Although Forrest often retreated before larger Union forces could capture his cavalry, he was also known for bluffing the Northern officers into thinking his forces were larger than they were.
"Forrest was really good at that," Goad said.
In addition to deceiving the enemy on the battlefield, the general was also known for winning battles by getting to key locations first with the most men.
Forrest’s influence as a military leader should be appreciated but not exaggerated, Goad said.
"It’s kind of hard to know what truth is when you’re looking back that far," said Goad, who’s concerned about how writers and others sometimes can be unethical in how they present history to increase book sales. "I think in a lot of cases like this we don’t need to be nit-picking things that divide us as a society. People get up in arms over the silliest things."

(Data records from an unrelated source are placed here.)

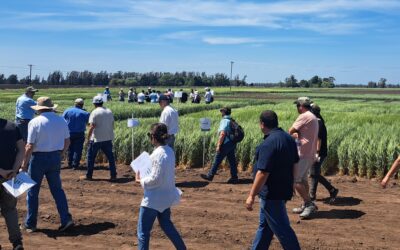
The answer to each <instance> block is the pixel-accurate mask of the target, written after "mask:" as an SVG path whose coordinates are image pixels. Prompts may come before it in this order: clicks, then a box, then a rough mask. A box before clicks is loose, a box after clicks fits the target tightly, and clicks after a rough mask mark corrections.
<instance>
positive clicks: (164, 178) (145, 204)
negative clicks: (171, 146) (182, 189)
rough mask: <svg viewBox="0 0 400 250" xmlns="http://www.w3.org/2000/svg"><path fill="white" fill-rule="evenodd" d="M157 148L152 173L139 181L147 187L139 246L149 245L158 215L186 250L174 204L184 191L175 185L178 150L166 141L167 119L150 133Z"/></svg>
mask: <svg viewBox="0 0 400 250" xmlns="http://www.w3.org/2000/svg"><path fill="white" fill-rule="evenodd" d="M148 136H149V138H150V141H151V144H152V145H153V146H154V151H153V153H152V154H151V156H150V159H151V161H152V169H151V173H150V175H148V176H146V177H144V178H141V177H140V173H137V175H136V181H137V182H139V183H140V184H141V186H142V187H143V189H144V197H143V199H142V202H141V204H140V209H139V219H138V224H137V237H138V249H139V250H147V249H149V242H150V232H151V229H152V227H153V224H154V221H155V219H156V218H157V219H158V222H159V224H160V227H161V229H162V230H163V231H164V233H165V234H166V235H167V237H168V238H169V239H170V240H171V241H172V243H173V244H174V246H175V248H176V249H178V250H185V249H186V246H185V243H184V242H183V240H182V238H181V236H180V234H179V232H178V231H177V230H176V228H175V226H174V224H173V223H172V221H171V206H173V205H177V204H178V203H179V202H180V196H181V192H180V190H179V189H177V188H176V187H175V154H174V151H173V150H172V148H171V147H168V146H167V145H166V141H167V140H168V137H169V135H168V129H167V126H166V125H165V124H163V123H155V124H153V125H152V126H151V129H150V133H148Z"/></svg>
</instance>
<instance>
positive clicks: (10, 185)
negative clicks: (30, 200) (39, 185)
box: [3, 172, 36, 198]
mask: <svg viewBox="0 0 400 250" xmlns="http://www.w3.org/2000/svg"><path fill="white" fill-rule="evenodd" d="M35 185H36V182H35V181H33V180H32V179H31V177H30V176H29V175H28V174H27V173H26V172H20V173H19V174H18V175H17V176H16V177H15V178H13V179H12V180H9V181H7V182H4V183H3V186H4V187H5V189H6V190H7V191H8V192H9V193H10V194H11V195H12V196H14V197H15V198H17V197H18V196H20V195H21V194H23V193H25V192H26V191H27V190H28V189H30V188H31V187H33V186H35Z"/></svg>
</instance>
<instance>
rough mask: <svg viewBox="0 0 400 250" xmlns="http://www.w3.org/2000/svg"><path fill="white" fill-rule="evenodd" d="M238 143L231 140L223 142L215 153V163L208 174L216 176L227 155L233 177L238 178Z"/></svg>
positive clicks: (229, 164) (213, 175) (229, 165)
mask: <svg viewBox="0 0 400 250" xmlns="http://www.w3.org/2000/svg"><path fill="white" fill-rule="evenodd" d="M235 150H236V143H233V142H231V141H229V142H227V143H225V144H223V145H222V146H221V148H220V151H219V152H218V153H217V154H216V155H215V159H214V163H213V166H212V168H211V169H210V172H209V173H208V175H211V176H214V175H215V174H216V173H217V170H218V167H219V165H220V164H221V162H222V161H223V160H224V158H225V157H227V158H228V162H229V167H230V169H231V177H232V178H238V176H237V165H236V157H235Z"/></svg>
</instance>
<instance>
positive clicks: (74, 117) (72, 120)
mask: <svg viewBox="0 0 400 250" xmlns="http://www.w3.org/2000/svg"><path fill="white" fill-rule="evenodd" d="M89 115H90V114H89V112H86V111H85V110H83V109H81V108H78V107H71V108H69V109H67V110H65V111H64V114H63V117H64V119H65V121H66V122H67V124H68V128H69V132H70V133H82V132H85V130H86V125H87V123H88V121H89Z"/></svg>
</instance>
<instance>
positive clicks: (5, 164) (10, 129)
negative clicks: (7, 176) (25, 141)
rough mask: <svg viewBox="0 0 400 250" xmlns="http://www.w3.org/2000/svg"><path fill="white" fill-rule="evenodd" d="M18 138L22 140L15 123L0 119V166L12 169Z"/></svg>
mask: <svg viewBox="0 0 400 250" xmlns="http://www.w3.org/2000/svg"><path fill="white" fill-rule="evenodd" d="M19 140H22V136H21V134H20V132H19V129H18V128H17V127H16V125H15V123H13V122H9V121H7V120H4V119H0V141H1V143H0V159H1V165H0V168H2V169H4V170H11V169H13V165H14V162H15V157H16V155H17V142H18V141H19ZM5 142H7V143H5Z"/></svg>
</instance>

Some still resent what happened, yet the Civil War ended as it should have, Goad said.
"I think slavery is, was and always will be wrong," Goad said. "It’s wrong to own another human being. I think my great-grandfather believed that. I don’t know why he fought in the war. A lot of young men fight in wars that they didn’t understand."
Goad hopes MTSU students and others will come together to better understand Forrest.
"If we let history divide us, we are not learning from history," Goad said. "This country has been divided many times in the past, and not just in the Civil War. If we don’t learn from that, we are really going backwards instead of forward. We need to remain focused on trying to make this society better for everybody."